Hoi Polloi adapts Shadows at the Collapsable Hole

It’s easy to see why theater directors love making John Cassavetes films into stage dramas: What playwright today could mix up such a stiff cocktail of sexy waifs, listless intellectuals, and languorous conversations—and spike it with delicious old-timey turns of phrase too? New York has seen a handful of adaptations in the last five years, including Ivo van Hove’s sleek version of Opening Night (at BAM in 2008) and Doris Mirescu’s wild remake of Husbands (at the Public Theater’s 2010 Under the Radar festival).

Now, at Williamsburg’s tiny Collapsable Hole, the Hoi Polloi company tackles Shadows, Cassavetes’s 1959 indie feature about cantankerous Beat generation writers and musicians looking for love and spoiling for fights. Director Alec Duffy converts the garage-shaped performance space into a disheveled artists’ apartment, where a live jazz band plays and cocky young men swagger around in suits and skinny ties.

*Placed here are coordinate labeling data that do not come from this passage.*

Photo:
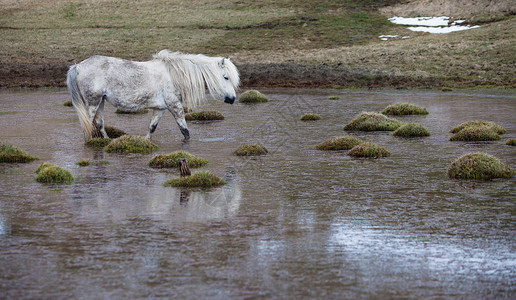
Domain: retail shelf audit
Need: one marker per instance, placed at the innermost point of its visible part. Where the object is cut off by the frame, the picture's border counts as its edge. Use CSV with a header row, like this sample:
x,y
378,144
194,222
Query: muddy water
x,y
295,223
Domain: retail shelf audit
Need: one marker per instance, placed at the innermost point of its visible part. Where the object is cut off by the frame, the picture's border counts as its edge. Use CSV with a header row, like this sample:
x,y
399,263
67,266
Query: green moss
x,y
310,117
476,133
253,96
50,173
11,154
511,142
98,142
251,150
371,121
411,130
479,166
131,144
113,132
137,112
204,115
404,109
84,163
496,128
340,143
200,179
172,160
369,149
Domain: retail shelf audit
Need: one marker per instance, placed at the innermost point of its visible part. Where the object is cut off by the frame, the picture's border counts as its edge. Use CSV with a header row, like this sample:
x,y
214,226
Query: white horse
x,y
172,80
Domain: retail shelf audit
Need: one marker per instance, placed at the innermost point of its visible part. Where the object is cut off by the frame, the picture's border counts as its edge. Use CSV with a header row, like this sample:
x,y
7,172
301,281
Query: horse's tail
x,y
78,102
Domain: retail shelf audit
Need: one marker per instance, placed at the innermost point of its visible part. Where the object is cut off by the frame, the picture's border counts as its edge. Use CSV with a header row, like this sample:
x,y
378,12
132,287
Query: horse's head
x,y
230,80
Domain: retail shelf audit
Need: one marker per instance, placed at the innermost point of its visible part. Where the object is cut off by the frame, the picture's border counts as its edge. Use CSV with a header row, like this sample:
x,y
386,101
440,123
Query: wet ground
x,y
297,223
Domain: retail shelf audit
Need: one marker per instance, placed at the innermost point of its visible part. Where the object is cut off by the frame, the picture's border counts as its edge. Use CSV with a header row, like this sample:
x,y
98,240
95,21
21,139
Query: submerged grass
x,y
204,179
411,130
12,154
251,150
253,96
204,115
340,143
400,109
172,160
476,133
310,117
131,144
480,123
50,173
369,150
372,121
480,166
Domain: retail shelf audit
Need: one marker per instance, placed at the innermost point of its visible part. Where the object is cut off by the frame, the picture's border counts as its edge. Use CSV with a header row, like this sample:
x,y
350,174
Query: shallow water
x,y
296,223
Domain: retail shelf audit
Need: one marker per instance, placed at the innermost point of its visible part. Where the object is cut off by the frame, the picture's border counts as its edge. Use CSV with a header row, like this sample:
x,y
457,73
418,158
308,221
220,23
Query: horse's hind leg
x,y
156,116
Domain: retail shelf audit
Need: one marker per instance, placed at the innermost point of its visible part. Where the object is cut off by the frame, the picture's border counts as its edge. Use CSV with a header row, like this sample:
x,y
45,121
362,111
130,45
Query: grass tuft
x,y
511,142
131,144
251,150
85,163
340,143
310,117
411,130
253,96
172,160
136,112
50,173
476,133
400,109
11,154
371,121
203,179
496,128
369,150
479,166
204,115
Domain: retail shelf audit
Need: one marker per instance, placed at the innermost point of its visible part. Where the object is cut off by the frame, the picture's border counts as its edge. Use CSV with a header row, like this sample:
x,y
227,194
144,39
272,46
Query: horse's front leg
x,y
177,111
156,116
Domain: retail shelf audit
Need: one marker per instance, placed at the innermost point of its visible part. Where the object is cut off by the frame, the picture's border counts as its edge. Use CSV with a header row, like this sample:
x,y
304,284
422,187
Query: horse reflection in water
x,y
115,201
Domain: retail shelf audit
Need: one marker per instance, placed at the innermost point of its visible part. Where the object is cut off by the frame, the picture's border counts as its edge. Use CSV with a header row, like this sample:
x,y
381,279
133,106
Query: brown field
x,y
280,43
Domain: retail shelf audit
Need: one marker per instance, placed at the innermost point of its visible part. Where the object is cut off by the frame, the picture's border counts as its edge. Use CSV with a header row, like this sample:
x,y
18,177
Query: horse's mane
x,y
190,74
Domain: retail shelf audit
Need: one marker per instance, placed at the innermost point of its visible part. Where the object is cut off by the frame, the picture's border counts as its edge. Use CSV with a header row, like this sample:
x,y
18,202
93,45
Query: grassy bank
x,y
274,43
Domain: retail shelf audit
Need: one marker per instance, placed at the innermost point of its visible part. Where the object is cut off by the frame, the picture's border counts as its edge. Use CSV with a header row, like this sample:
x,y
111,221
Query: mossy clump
x,y
369,149
113,132
252,96
476,133
98,142
479,166
172,160
400,109
371,121
50,173
340,143
204,115
495,127
511,142
251,150
136,112
11,154
204,179
411,130
85,163
131,144
310,117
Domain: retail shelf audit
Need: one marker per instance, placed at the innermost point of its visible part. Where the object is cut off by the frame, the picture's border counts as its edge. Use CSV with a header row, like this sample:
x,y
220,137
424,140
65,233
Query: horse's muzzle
x,y
229,100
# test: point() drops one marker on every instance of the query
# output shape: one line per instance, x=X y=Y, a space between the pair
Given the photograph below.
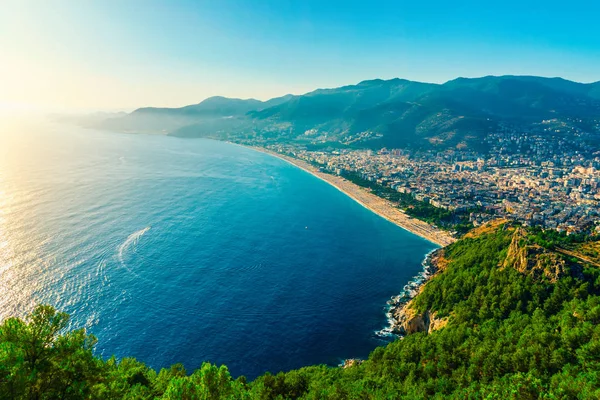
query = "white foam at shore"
x=409 y=291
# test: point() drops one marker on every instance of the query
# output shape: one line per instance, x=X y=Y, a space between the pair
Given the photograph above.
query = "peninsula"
x=370 y=201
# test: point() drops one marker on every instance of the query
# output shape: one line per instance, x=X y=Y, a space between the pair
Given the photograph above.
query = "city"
x=535 y=177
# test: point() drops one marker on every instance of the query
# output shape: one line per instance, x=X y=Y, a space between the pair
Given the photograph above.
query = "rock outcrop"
x=534 y=260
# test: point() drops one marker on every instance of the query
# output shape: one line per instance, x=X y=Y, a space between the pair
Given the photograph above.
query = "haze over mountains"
x=383 y=113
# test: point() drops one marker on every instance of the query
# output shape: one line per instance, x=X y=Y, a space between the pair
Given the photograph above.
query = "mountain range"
x=381 y=113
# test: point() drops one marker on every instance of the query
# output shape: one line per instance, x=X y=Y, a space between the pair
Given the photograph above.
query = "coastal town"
x=537 y=178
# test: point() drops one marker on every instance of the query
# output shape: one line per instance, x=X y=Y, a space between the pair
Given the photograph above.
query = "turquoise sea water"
x=173 y=250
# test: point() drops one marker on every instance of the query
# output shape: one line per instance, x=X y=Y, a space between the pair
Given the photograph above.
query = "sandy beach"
x=372 y=202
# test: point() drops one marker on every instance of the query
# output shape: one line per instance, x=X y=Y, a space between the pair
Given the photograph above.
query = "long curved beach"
x=379 y=206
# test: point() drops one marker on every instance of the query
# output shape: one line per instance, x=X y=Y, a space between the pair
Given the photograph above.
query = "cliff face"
x=533 y=260
x=407 y=320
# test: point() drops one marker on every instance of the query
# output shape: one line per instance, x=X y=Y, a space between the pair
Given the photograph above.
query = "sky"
x=124 y=54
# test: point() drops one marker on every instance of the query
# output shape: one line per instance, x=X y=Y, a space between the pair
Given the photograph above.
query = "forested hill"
x=379 y=113
x=521 y=312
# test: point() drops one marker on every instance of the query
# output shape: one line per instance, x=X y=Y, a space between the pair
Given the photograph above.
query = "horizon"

Despite a conspicuous lack of smokers, the atmosphere successfully evokes the literary, racial, and sexual awakenings of the Eisenhower era—currently such a source of fascination on TV and in the fashion industry.

Trumpeting the Beats.
Ryan Jensen
Trumpeting the Beats.

Details

Shadows Adapted by Hoi Polloi from the John Cassavetes film
Collapsable Hole
146 Metropolitan Avenue, Williamsburg
800-838-3006
hoipolloiworld.tumblr.com

The vibe alone goes a long way—but not the whole distance—toward justifying this reenactment. Cassavetes liked to film his actors improvising a floating narrative, with his wandering camera alighting on brilliant details. Substituting for that cinema aesthetic onstage is tricky; it’s a blurry line between nuanced hypernaturalism and tentative, undeveloped scenework. Hoi Polloi’s most commanding performers—Dustin Fontaine, Jessica Jelliffe, Julian Rozzell Jr.— get by on charisma. But without the master filmmaker's spontaneous lens enticing you to watch, it's hard to stay engaged with other performers during the meandering scenes. Still, when the bass thumps and the company savors their freedom to play, a little chaos doesn’t feel like a bad thing at all.